There was a lot of hype in the years following this, and voice search technologies have become more advanced and accessible, with more languages being made available to more people around the world. Due to this, usage has been on the rise steadily over the years with the speech recognition market projected to be valued at over $30 billion in 2030. It is estimated that up to 40% of adults use some form of voice search daily in their lives (in the US).

From a user behaviour standpoint however, voice search is unlikely to usurp traditional search methods as in most cases, voice search assistants return single answers to questions where users may want to explore a variety of answers. This is suitable for queries such as “what is the capital of France”, however for more open and subjective queries, users expect more information from their search engines.

Despite growth in usage and availability, voice search does remain somewhat of a novelty in answering closed questions such as the above, getting the weather forecast, playing games or getting the device in question to play music or the radio.

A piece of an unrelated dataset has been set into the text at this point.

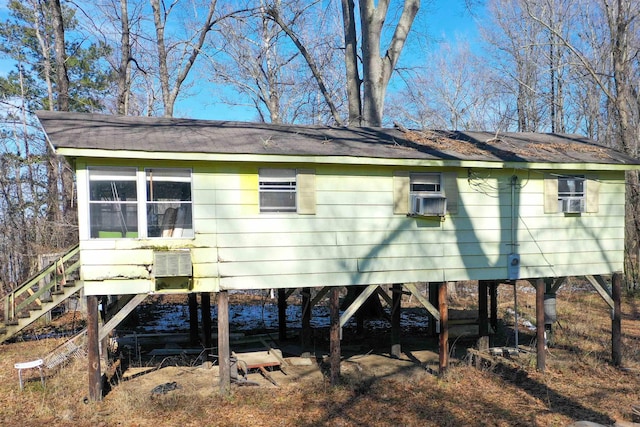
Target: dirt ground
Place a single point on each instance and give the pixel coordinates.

From a Microsoft standpoint, the Cortana voice assistant struggled to make a market outside of the Windows desktop app, and was largely discontinued with Microsoft removing it from its mobile apps in 2023 to focus more on Microsoft Copilot. 

Amazon is the surprise winner in the smart speaker battle, with 61% market share in the US alone. This beats Google Home’s 23% market share. While Amazon did own a search engine called. A9 (run by former WebCrawler and AltaVista execs), the technology focuses on product and enterprise search and was eventually retired and redirected to Amazon.com in 2019. 

Instead, Amazon Alexa web searches are powered by Bing, giving Microsoft an upper hand over Google for the first time. Sometimes it pays to be 2nd best, especially when a trillion-dollar company is an arch-rival of the top search engine.

The problem with voice search is that no matter how realistic the synthetic voices sound, nobody wants to hear a computer read the web pages of the top ten search results to them. Voice search will remain a mostly one-way conversation, used to answer simple questions, carry out tasks and sometimes complete basic transactions. They say that a picture is worth a thousand words – Alexa and Google would take roughly 10 minutes to say those words compared to the seconds needed to skim-read a web page and identify the information required.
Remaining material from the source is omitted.